The Writings of Carl Schurz/To Chandler P. Anderson, December 12th, 1904

TO CHANDLER P. ANDERSON

24 East 91st Street, Dec. 12, 1904.

I am very sorry I cannot comply with your kind invitation summoning me to speak at the meeting to be held in behalf of the cause of international arbitration. The appeals of that cause to the intelligence and moral sense of mankind have of late been so effectual as to put to shame the dreary pessimism which has so long stood in its way. For what else is it than downright pessimism—dull, dismal and mischievous pessimism—which, having no faith in the elevating influences of progressive civilization, insists that there always will and must be wars, and plenty of them, to satisfy the combative and brutish impulses of human nature or to keep up the virility of the human race; pessimism which, with a cynical affectation of superior wisdom, sneers at the advocates of peace as sentimental and weak-minded dreamers; which not many years ago belittled international arbitration as a feeble contrivance applicable only to petty bickerings about trifles, but not to really dangerous disputes among nations; which scoffed at the idea of a permanent international peace tribunal as a “barren ideality,” because it would have no power behind it to enforce its decisions or awards; and which incessantly conjures up imaginary dangers to our safety, to prove the necessity of constant preparation for war, and of keeping up, to this end, vast and costly armaments even in time of peace!

How does this pessimism stand in the light of day? It is true, war has not yet been abolished. But who will deny that the number of wars has grown less from century to century, and that many and many troubles, which at earlier periods would surely have led to war, have been peaceably composed? Who will deny that the abhor rence of war as the cruel scourge of mankind and as an odious relic of barbarism is growing more universal in civilized society every day, and that the terrible conflict now going on in the Far East has immensely intensified that abhorrence and bids fair to serve as a tremendous warning example for all time?

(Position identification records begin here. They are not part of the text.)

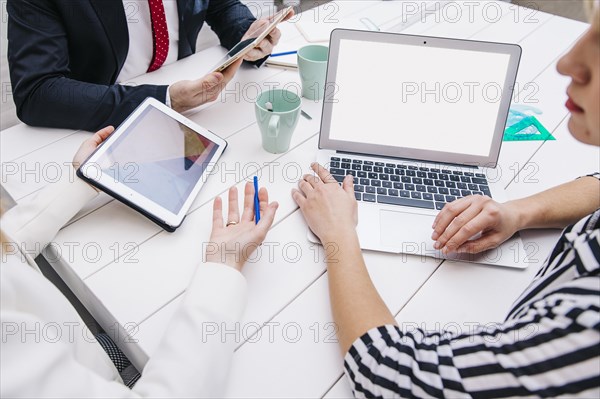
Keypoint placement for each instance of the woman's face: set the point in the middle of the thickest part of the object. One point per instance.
(582, 64)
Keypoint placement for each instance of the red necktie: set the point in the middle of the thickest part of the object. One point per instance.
(160, 33)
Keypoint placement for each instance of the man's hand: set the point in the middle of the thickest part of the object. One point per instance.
(265, 47)
(188, 94)
(90, 145)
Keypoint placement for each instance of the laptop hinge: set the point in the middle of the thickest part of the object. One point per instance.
(408, 159)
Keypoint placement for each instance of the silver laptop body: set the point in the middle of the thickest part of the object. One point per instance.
(415, 106)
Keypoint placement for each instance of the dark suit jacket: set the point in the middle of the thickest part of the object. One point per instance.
(65, 56)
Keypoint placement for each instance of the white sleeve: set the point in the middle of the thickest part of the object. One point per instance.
(186, 363)
(36, 220)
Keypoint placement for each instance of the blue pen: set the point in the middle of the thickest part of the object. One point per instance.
(256, 202)
(282, 54)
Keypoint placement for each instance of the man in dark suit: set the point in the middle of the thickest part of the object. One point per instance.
(67, 57)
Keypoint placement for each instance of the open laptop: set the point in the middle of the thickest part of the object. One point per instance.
(419, 122)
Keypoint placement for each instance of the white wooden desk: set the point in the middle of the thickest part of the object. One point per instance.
(130, 274)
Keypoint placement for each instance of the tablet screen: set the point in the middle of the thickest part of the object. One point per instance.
(159, 158)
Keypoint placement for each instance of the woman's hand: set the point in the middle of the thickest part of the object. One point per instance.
(330, 210)
(233, 242)
(464, 218)
(90, 146)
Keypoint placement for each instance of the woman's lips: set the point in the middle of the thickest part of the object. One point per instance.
(571, 106)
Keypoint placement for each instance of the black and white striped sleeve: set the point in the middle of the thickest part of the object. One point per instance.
(552, 349)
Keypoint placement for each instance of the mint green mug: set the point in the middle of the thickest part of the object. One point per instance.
(312, 65)
(277, 114)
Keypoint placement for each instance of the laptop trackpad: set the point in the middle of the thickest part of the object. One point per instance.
(406, 232)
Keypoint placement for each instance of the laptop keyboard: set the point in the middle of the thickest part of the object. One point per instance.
(407, 185)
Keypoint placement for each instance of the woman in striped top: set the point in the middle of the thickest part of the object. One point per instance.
(562, 357)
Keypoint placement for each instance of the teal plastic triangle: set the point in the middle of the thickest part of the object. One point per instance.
(528, 129)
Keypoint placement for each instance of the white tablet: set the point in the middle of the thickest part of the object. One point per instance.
(156, 162)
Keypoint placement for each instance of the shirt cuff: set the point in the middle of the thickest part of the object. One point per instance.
(168, 97)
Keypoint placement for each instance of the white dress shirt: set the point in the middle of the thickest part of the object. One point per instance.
(46, 351)
(141, 41)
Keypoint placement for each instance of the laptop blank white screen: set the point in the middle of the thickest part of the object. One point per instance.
(418, 97)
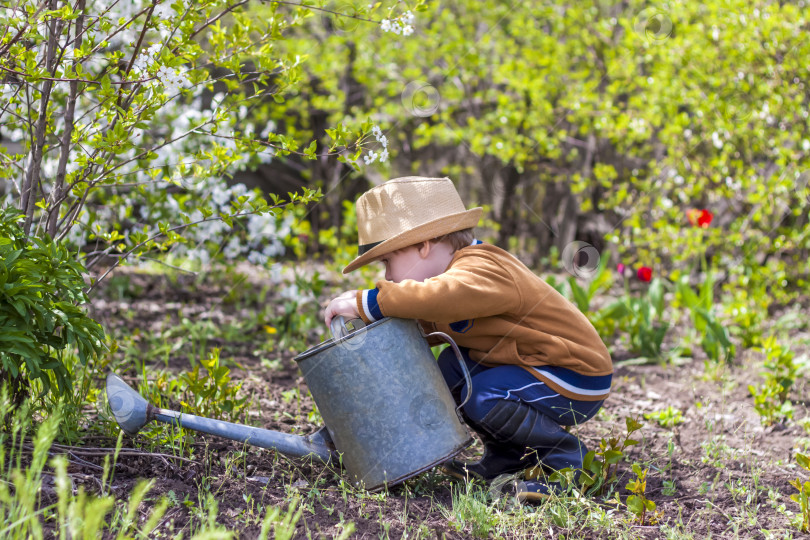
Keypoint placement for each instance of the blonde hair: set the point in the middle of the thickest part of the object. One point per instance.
(457, 239)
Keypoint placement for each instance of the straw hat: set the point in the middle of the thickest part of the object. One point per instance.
(406, 211)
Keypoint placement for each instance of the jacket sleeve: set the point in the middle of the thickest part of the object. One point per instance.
(472, 287)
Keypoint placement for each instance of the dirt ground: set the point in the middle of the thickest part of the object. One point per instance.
(718, 474)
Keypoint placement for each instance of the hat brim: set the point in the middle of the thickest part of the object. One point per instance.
(426, 231)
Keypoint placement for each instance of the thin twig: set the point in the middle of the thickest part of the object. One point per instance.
(320, 9)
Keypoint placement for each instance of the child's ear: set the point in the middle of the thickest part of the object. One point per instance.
(424, 249)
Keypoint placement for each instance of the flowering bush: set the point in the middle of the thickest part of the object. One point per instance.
(126, 125)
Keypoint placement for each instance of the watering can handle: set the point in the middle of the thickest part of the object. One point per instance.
(461, 363)
(339, 329)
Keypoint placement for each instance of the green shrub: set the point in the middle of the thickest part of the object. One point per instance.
(41, 319)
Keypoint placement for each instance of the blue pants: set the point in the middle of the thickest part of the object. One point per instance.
(513, 383)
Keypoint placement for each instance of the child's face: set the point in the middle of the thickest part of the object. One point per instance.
(413, 263)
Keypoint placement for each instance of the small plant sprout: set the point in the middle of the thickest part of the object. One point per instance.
(803, 496)
(638, 503)
(781, 370)
(599, 466)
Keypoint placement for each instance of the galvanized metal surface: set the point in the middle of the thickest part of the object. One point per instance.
(132, 412)
(384, 402)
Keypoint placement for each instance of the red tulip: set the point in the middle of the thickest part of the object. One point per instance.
(699, 218)
(644, 273)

And now behold international arbitration, not many decades ago rarely resorted to as a doubtful experiment, become practically the “fashion” of the time, as an English statesman recently expressed it.

Behold the Hague Court of Peace, suddenly risen into practical activity as by enchantment, and turning the ridicule upon those superwise pessimists who but yesterday, as it were, pronounced such a permanent international tribunal an impossibility dreamed of only by fantastic visionaries!

Behold the prompt reference to that tribunal of such a case as the bloody attack by Russian war-ships upon British fishermen, which at a time not long past would have been very likely to set the guns of the interested Powers booming against each other without much ceremony—a case which even at this day some sincere friends of peace would have hesitated to class among those clearly fit for arbitration.

Truly, the pessimists who believe in war-ships and heavy battalions and not in the moral forces as the most potential factors in human affairs, have been strikingly belied by palpable events. The cause of peace has in its progress outstripped the forecast even of some of its leaders. We may well have faith in the enlightened intelligence and the moral sense of mankind, and in the ennobling tendencies of advancing civilization.

Indeed, there should be no doubt—and I trust there is none—of the speedy confirmation by the United States Senate of the arbitration treaties between this Republic and various Powers which are now pending before that body. There should be no doubt of it even if those treaties were less timidly limited in scope than they are. Let us have faith then—as we well may—that the day will come, and that our children, if not we ourselves, will see it, when the reference of any international dispute to the Hague Tribunal will seem as natural, as much a matter of course, as in private life the reference of a dispute about property to a court of justice is now; when any nation going to war without the extremest necessity, generally recognized, will stand dishonored in the estimation of civilized mankind, and when the spectacle of so-called “armed peace”—a spectacle which would seem ludicrous were it not so sorrowful—each Government watching with nervous anxiety every other Government that may add another battleship or battalion to its armed force, then following suit with hysterical haste, thus continuing and stimulating the ruinous competition and heaping burden after burden upon the necks of suffering peoples—will be a thing of the past to be looked back upon by a wiser generation with curious wonder at the sort of statesmanship which carried on and encouraged so wasteful and oppressive a policy, and at the patience of the peoples that so long tolerated it.

Let us hope that this Republic which, as its history proves, is so singularly blessed with entire exemption from danger of attack or hostile interference, and therefore peculiarly fitted for leadership in this movement toward a higher civilization, will never be unmindful of the duty imposed upon it by this glorious mission.